Reviewing AI's Role in Non-Muscle-Invasive Bladder Cancer Recurrence Prediction
Saram Abbas, Rishad Shafik, Naeem Soomro, Rakesh Heer, Kabita Adhikari
TL;DR
NMIBC has a recurrence rate of $70-80\%$ and high management costs, challenging current prognostic methods that rely on standard TNM-based scoring. The review surveys 25 ML-based NMIBC recurrence studies across imaging, pathology, genomics, and clinical data, classifying them into four modeling categories and assessing methodological robustness and generalizability. Multimodal models integrating radiomics/pathology/genomics with clinical data frequently achieve superior performance (e.g., AUROCs up to $0.91$ and c-indices up to around $0.88$), but widespread adoption is hindered by small sample sizes, retrospective designs, and interpretability concerns. The paper calls for large multi-center validation, explainable AI approaches, and seamless clinical-workflow integration to realize potential reductions in costs and improvements in patient outcomes.
Abstract
Notorious for its 70-80% recurrence rate, Non-muscle-invasive Bladder Cancer (NMIBC) imposes a significant human burden and is one of the costliest cancers to manage. Current tools for predicting NMIBC recurrence rely on scoring systems that often overestimate risk and have poor accuracy. This is where Machine learning (ML)-based techniques have emerged as a promising approach for predicting NMIBC recurrence by leveraging molecular and clinical data. This comprehensive review paper critically analyses ML-based frameworks for predicting NMIBC recurrence, focusing on their statistical robustness and algorithmic efficacy. We meticulously examine the strengths and weaknesses of each study, by focusing on various prediction tasks, data modalities, and ML models, highlighting their remarkable performance alongside inherent limitations. A diverse array of ML algorithms that leverage multimodal data spanning radiomics, clinical, histopathological, and genomic data, exhibit significant promise in accurately predicting NMIBC recurrence. However, the path to widespread adoption faces challenges concerning the generalisability and interpretability of models, emphasising the need for collaborative efforts, robust datasets, and the incorporation of cost-effectiveness.
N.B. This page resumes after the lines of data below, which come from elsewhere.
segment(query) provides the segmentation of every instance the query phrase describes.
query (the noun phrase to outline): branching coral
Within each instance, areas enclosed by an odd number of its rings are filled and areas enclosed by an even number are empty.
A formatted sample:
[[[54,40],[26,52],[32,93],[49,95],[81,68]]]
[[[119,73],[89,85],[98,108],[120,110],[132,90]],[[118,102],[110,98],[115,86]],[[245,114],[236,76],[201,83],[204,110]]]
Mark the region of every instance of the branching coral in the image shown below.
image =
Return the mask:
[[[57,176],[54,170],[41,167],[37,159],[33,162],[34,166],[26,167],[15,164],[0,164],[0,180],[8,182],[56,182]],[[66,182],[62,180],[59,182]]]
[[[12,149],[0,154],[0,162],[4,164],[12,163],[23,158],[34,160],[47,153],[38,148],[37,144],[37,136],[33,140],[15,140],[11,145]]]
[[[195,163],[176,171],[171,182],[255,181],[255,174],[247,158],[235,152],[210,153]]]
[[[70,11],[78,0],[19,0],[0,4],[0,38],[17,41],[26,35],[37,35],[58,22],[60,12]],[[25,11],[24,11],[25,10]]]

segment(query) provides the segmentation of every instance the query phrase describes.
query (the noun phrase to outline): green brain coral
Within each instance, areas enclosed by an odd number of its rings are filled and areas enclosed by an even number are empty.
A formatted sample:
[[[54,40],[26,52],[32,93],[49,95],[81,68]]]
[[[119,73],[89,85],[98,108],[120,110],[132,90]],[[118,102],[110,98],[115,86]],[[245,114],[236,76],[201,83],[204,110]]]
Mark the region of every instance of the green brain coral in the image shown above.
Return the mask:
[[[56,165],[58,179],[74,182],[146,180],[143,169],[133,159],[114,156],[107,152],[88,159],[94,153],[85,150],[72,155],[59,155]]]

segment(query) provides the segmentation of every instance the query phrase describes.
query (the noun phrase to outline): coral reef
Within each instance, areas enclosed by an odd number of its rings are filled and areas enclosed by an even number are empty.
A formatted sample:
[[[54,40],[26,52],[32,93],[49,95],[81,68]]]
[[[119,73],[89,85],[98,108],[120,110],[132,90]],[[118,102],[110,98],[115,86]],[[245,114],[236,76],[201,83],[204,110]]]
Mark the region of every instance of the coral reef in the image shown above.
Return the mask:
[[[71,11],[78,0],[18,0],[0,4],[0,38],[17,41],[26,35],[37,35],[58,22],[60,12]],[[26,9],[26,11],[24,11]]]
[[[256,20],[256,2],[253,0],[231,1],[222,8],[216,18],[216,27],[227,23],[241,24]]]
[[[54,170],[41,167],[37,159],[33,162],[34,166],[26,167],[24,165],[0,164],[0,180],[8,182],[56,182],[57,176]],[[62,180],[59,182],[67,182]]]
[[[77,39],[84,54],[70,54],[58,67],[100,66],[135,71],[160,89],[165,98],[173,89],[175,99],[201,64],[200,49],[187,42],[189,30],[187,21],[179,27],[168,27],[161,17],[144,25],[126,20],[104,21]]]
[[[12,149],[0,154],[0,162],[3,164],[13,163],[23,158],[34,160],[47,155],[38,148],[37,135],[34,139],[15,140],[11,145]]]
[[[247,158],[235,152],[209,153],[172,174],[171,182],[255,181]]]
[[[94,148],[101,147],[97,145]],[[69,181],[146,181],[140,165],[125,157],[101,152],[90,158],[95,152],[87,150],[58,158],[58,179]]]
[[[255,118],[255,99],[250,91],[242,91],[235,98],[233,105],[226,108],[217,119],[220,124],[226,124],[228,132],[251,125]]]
Our detailed categorisation and in-depth analysis illuminate the nuances, complexities, and contexts that influence real-world advancement and adoption of these AI-based techniques. This rigorous analysis equips researchers with a deeper understanding of the intricacies of the ML algorithms employed. Researchers can use these insights to refine approaches, address limitations, and boost generalisability of their ML models, ultimately leading to reduced healthcare costs and improved patient outcomes.